Stop thinking about stuff and start doing stuff. I think we can all benefit from this advice.
I only sort of finished what happened in Pittsburgh this past weekend. I left on a Friday at 2:30 from the heart of Philly. I did this drive in a shade under 5 hours stopping at a few rest stops along the way strictly for peeing purposes. I was never in any danger of speeding and probably averaged 70-75 mph. I arrived at generously priced Holiday Inn for $105 dollars a night at around 8pm. The slight delay was because I had to buy a wedding card from CVS that I put a hundred bucks (too little?) in to avoid having to choose a personalized gift. I showered and then proceeded down to the Holiday Inn bar for a few drinks and something to eat. After a few drinks I initiated a conversation with some man from Syracuse whose brother was in a Pitt hospital preparing for some sort of specialized surgery. The reason I mention this isn’t to prove how good I am at picking up guys at bars, but to explain the enormous difference between drinking and not. When I first got to the restaurant, I was like a mute sitting at the bar eating my food. After 3 beers I casually started a conversation that displayed my surprisingly high ability to carry conversations with strangers. This will come into further dissection as the entry progresses.
My friends arrived from the rehearsal dinner soon after and we had a few drinks and reminisced about old times. It’s funny how after not seeing people for months or years, how easily it was to enjoy each others company. Since the wedding was the next day, everyone was staying pretty lucid. Me, Steve, and Arpita decided to see some of the old college bars we were familiar with years ago. College wasn’t in session and everything was pretty tame and we called it a night relatively early. I awoke the next day at 9:30 and had an overpriced Holiday Inn buffet breakfast with Steve and Arpita. After that I went for a run around the campus and then swam a few laps in the Holiday Inn pool. I’m like a fish out of water in the pool but some aquatic exercise was still fun. At 1pm I met up with a friend who was coming in for the wedding for a few drinks. We had some good conversation for a few hours and headed back to the hotel to get changed for the ceremony.
The 45 minutes ceremony was short and sweet and we all headed over the reception which was conveniently located a 5 minute walk away. The reception was pretty standard and everything went off without a hitch. Gerald made sure to call out my tie which correctly tied improperly. I know a basic method for tying a tie but in no way is it correct and Gerald after 5 straight vodkas made certain to make me aware that I was a putz. I respect him more for doing this rather than thinking he’s a dick. The reception ended and we all headed back to the Holiday Inn bar. This is where things start to get a bit interesting. I had two conversations with people who I can only say is not in my normal repertoire.
Interesting conversation #1 was with the pastor who married my friend and his bride. The previous night of the wedding, the pastor was slugging down beers at the Holiday Inn bar which I found a tad unusual. My stereotypical thought is that the pastor is a holy man and lives by a strict code of moral conduct. I have a serious problem if my pastor was downing beers at the bar and then the next afternoon is granted the power to marry someone. It seems to deflate the bond that is marriage. Anyway, after a few beers earlier and the rum and cokes at the reception, I was going to get to the bottom of this issue so I went straight up to him and told him my problem with the situation. He just sort of beat around the bush and said that there was nothing wrong with this and my point is invalid. It wouldn’t have mattered what he said because I’m still not altering my stance from what I wrote above.
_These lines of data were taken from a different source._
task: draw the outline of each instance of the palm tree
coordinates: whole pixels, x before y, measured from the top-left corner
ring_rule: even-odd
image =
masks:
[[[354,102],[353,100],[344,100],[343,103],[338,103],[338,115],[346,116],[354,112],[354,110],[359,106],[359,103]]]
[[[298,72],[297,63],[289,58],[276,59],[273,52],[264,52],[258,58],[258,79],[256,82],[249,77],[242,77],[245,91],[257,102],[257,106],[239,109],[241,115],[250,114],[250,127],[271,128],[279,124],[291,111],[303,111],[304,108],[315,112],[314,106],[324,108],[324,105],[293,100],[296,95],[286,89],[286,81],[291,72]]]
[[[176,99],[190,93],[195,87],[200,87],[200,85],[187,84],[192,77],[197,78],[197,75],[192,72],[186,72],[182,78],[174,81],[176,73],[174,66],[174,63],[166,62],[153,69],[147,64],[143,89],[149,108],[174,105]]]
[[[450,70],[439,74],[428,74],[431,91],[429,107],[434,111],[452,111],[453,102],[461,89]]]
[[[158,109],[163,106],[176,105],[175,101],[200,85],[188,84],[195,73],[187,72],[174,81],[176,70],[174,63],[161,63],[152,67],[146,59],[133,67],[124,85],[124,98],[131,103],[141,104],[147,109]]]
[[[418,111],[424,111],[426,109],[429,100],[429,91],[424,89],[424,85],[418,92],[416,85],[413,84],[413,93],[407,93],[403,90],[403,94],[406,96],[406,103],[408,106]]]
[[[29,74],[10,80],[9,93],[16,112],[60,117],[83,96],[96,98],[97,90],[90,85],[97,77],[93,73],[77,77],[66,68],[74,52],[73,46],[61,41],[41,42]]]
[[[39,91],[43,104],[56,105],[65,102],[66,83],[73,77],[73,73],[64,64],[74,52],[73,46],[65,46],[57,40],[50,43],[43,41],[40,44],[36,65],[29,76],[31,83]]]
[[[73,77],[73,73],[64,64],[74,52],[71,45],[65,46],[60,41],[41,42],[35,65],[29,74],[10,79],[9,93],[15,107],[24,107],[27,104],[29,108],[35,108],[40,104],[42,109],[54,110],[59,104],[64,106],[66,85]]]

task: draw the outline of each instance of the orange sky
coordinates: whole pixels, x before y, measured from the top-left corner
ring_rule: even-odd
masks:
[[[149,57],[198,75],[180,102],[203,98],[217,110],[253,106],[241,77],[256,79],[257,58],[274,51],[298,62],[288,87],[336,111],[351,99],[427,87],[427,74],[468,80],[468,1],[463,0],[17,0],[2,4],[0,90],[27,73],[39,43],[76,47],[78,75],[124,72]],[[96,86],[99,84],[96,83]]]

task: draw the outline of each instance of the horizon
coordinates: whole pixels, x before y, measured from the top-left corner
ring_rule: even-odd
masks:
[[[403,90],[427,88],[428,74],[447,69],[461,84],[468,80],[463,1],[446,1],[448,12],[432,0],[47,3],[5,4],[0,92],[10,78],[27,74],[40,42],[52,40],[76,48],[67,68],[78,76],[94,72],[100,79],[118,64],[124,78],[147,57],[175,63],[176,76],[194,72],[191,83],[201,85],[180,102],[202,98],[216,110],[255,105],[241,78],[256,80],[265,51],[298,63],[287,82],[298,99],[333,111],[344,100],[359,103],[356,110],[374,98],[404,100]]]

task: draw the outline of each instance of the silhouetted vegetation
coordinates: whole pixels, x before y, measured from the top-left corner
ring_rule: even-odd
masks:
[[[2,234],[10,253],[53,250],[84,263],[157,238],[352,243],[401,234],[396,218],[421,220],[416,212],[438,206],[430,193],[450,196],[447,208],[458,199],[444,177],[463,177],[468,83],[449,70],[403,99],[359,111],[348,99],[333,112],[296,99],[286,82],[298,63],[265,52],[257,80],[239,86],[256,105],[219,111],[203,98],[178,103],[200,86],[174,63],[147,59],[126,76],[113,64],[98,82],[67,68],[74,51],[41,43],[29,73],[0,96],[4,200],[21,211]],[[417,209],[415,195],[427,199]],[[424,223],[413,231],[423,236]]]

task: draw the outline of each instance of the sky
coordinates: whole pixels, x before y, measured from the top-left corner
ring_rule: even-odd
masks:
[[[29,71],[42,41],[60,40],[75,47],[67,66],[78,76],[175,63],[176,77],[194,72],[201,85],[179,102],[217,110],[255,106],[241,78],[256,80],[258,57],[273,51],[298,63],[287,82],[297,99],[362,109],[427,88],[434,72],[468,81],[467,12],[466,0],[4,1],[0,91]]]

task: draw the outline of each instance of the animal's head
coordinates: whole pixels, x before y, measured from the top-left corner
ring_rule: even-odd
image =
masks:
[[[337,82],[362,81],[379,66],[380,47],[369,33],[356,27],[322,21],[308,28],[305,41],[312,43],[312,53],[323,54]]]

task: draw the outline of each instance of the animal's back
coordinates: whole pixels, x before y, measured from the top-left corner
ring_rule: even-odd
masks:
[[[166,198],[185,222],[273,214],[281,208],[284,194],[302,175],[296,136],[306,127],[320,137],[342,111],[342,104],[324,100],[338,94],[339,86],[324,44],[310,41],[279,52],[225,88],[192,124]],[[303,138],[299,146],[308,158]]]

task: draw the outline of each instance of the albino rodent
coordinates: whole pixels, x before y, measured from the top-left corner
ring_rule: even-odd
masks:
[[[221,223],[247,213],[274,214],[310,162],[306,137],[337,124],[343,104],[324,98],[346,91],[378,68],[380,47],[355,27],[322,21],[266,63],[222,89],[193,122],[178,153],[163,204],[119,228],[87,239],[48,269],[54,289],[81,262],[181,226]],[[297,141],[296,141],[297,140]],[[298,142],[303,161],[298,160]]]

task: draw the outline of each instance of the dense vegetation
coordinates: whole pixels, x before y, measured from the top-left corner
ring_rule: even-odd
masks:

Interesting conversation #2 was from a girl at the bar, drinking water, who I can’t remember exactly how the conversation started but proved to be the most touching. After the initial introduction I found out that she had leukemia and was in the process of chemo. Now I’m sure your shaking your head wondering what asinine comment I was going to make to her but you’d be wrong. We had a really heartfelt conversation and I think she appreciated the attention from the opposite sex considering she had begun losing her hair (I could hardly tell) from the treatment. This conversation almost brought a tear to my eye after I was asking how she felt and all the other questions that come from not knowing many people who have this disease. I walked away from it feeling incredibly fortunate for how lucky I am and how difficult other people have life.
After this we went down to the bars but at this point I had had enough to drink and needed to call it a night. It was probably only 11 or so but 10 straight hours of drinking is about my limit. I wisely went back and fell asleep til the next morning. I drove back at 10:30 or so and made it back in even faster time hitting speeds of 100+ at multiple stretches of the turnpike. In the 48 hours of the road trip I spent 10 on the road, 18 sleeping and 20 waking hours. The hours that I was awake though were spent with old friends who I rarely get to see so it was worth its weight in gold. Stop thinking about stuff and start doing stuff.